5.3 Determinants of VDC Committee Membership (Table 23)

pe <- probitmfx(formula = 
                  member ~  metalroof + age + age2 + bornhere + years_edu + cdc_parity + years_edu*cdc_parity ,
                 data = tab23_DF, atmean = TRUE,
                 robust = TRUE, clustervar1 =  "IDS_CDCCODE" )

stars <- ifelse(pe$mfxest[,"P>|z|"] <= .01, "***", 
                ifelse(pe$mfxest[,"P>|z|"] <= .05, "**", 
                       ifelse(pe$mfxest[,"P>|z|"] <= .1, "*", "")))

tab23 <- cbind(paste0(round(pe$mfxest[,"dF/dx"],4), stars), 
               paste0("(",round(pe$mfxest[,"Std. Err."],4), ")" ))

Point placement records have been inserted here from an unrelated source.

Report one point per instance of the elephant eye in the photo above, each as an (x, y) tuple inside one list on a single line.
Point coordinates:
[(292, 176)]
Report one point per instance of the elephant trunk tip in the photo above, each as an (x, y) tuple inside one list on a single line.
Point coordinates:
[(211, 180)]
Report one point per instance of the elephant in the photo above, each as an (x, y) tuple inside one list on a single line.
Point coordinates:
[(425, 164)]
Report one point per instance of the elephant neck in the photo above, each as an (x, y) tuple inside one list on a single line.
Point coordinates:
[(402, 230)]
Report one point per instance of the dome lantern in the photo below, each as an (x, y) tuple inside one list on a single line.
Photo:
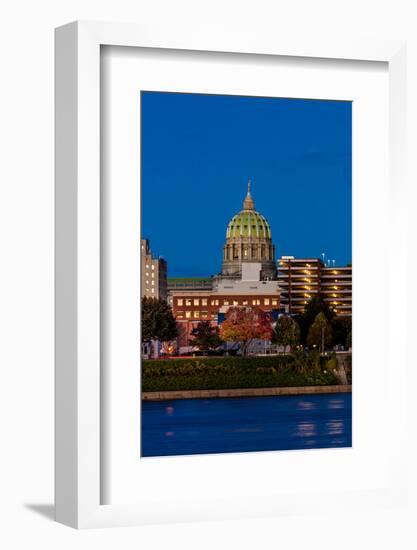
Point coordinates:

rownames(tab23) <- c("Wealth", "Age" ,"Age2", "Born in the village", "Education (in years)", "Parity", "Parity*Education (in years)")
colnames(tab23) = c( "Beta", "(se)")
kable(tab23)
Beta (se)
Wealth 0.0607* (0.0348)
Age 0.034*** (0.0071)
Age2 -3e-04*** (1e-04)
Born in the village 0.0559* (0.0313)
Education (in years) 0.0415*** (0.006)
Parity 0.0344 (0.0584)
Parity*Education (in years) -0.0102 (0.0089)

5.4 Composition of committees in Tuungane (Figure 3, Appendix F)

par(mfrow = c(2,2))
with(IRC_tracking, {
  hist(femmes[pilot_lottery==1 & cdc_parity==0], main = "Nonparity villages, Research Data", breaks = ((0:10) - .5), labels = 0:10, xlim = c(0,10), ylim = c(0,350), xlab = "Number of women")
  hist(femmes[pilot_lottery==1 & cdc_parity==1], main = "Parity villages, Research Data", breaks = ((0:10) - .5), labels = 0:10, xlim = c(0,10), ylim = c(0,350), xlab = "Number of women")
  hist(femmes[pilot_lottery==1 & cdv_parity==0], main = "Nonparity villages, Project Data", breaks = ((0:10) - .5), labels = 0:10, xlim = c(0,10), ylim = c(0,350), xlab = "Number of women")
  hist(femmes[pilot_lottery==1 & cdv_parity==1], main = "Parity villages, Project Data", breaks = ((0:10) - .5), labels = 0:10, xlim = c(0,10), ylim = c(0,350), xlab = "Number of women")
  })

composition <-  recordPlot()

This concludes the replication file.